Third, I love trying to show the base running action. This is a detail lost by some teams and even coaches. I remember a coaching seminar I attended many years ago that was led by the head baseball coach at the University of Kentucky. His entire talk was about the importance of getting on base, getting over to the next base, and then getting home. It was an impressive session and I learned a lot of fascinating details I never ever thought of before. They say that baseball is a game of inches. Well this is true for sure, but baseball is also about paying attention to details. And the team that does this consistently is definitely going to be more successful. There is no doubt about it. Immediately after that coaching seminar, I went up to that coach and thanked him for such an impressive presentation. We got to talking and I mentioned how I was trying to coach our team on the little things that make a big difference. He then offered to send me his PowerPoint (TM) presentation by email. A few days later the coach kept his word and I was able to learn even more to help me coach our team on the finer points of base running. Well, several years later and this is still paying off for me! Whenever Pleasant Valley had a base runner, I tried to anticipate where the action would next take place. I did not always get it right, but by having some basic understanding of the details of base running and trying to always be ready helped me get some nice photos of a runner stealing a base or a catcher throwing a runner out at the bag. Man, I just love those shots!
Fourth, try to get the player’s or coach’s face in the photo. This not always easy especially if you are photographing a right-handed batter from the third base side of the field. But faces in the frame make for a much more lively photograph. I imagine this is even much more difficult when filming football games since players wear helmets, but even at baseball games it can be a challenge. Also, facial expressions can depict the demeanor of a player and even the general sense of how the game is going. Oh, yeah, and don’t forget to photograph the losing pitcher with his head in his hands. That tells a story, too. I do have a guiding principle I always try to adhere to: never embarrass a player or a coach. Baseball is probably the most difficult game to play in all of sport. A very good player is going to fail 7 times out 10 at the plate. He will be hitting .300 at that rate. So, I try to never publish a photograph that shows a terrible swing or a batter who missed the ball as it goes into the catcher’s glove. I also try not to depict an error in the field when a player bumbles a grounder. Now there are times when a coach can learn a lot from a player’s failure, especially with photographs that break down a hitter’s swing or a pitcher’s delivery to the plate. And my son is a catcher so I do try to focus on all catchers during a game and this will include some strikes that get by a swinging batter’s bat. But I never purposely try to demean or embarrass a player with my photographs.

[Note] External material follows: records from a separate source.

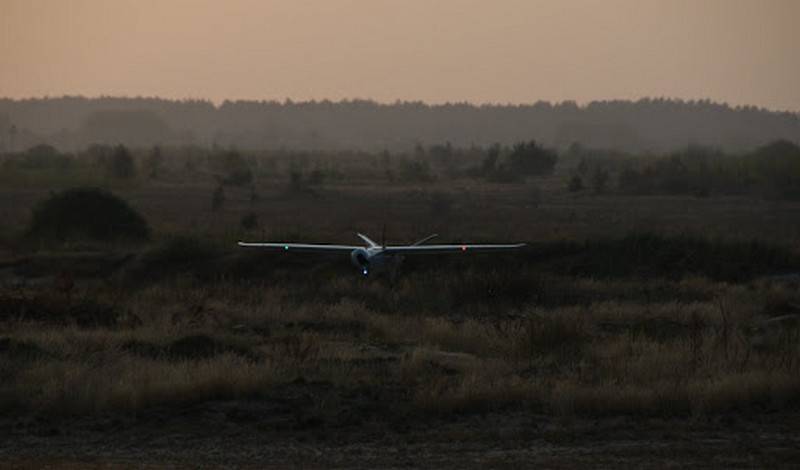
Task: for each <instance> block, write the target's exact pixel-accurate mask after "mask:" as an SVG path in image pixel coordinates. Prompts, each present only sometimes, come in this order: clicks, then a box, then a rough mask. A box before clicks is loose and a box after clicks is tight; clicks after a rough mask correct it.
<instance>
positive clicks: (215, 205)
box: [211, 185, 225, 211]
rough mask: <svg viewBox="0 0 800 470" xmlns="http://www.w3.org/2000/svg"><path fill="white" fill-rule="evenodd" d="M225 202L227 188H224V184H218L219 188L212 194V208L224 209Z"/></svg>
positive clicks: (211, 204)
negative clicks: (218, 185)
mask: <svg viewBox="0 0 800 470" xmlns="http://www.w3.org/2000/svg"><path fill="white" fill-rule="evenodd" d="M224 204H225V189H223V188H222V185H219V186H217V189H215V190H214V194H213V195H212V196H211V210H213V211H218V210H220V209H222V206H223V205H224Z"/></svg>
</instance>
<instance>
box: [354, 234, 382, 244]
mask: <svg viewBox="0 0 800 470" xmlns="http://www.w3.org/2000/svg"><path fill="white" fill-rule="evenodd" d="M356 235H358V238H360V239H362V240H364V242H365V243H366V244H367V246H368V247H369V248H375V247H377V246H379V245H378V244H377V243H375V242H374V241H372V240H370V239H369V237H368V236H366V235H364V234H363V233H356Z"/></svg>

Fifth, I recognize that I have a whole lot to learn. Even with being around the game of baseball much of my life, I still learn all the time. I cannot begin to tell you how many times I’ve heard the PV coaches say something I never heard of or even thought of before. I even learn from opposing coaches as well. Baseball is a fascinating game and I recognize that I have much more to learn before I can truly capture the game perfectly. And I just love the game and the challenge of trying to tell the story of the game with my camera!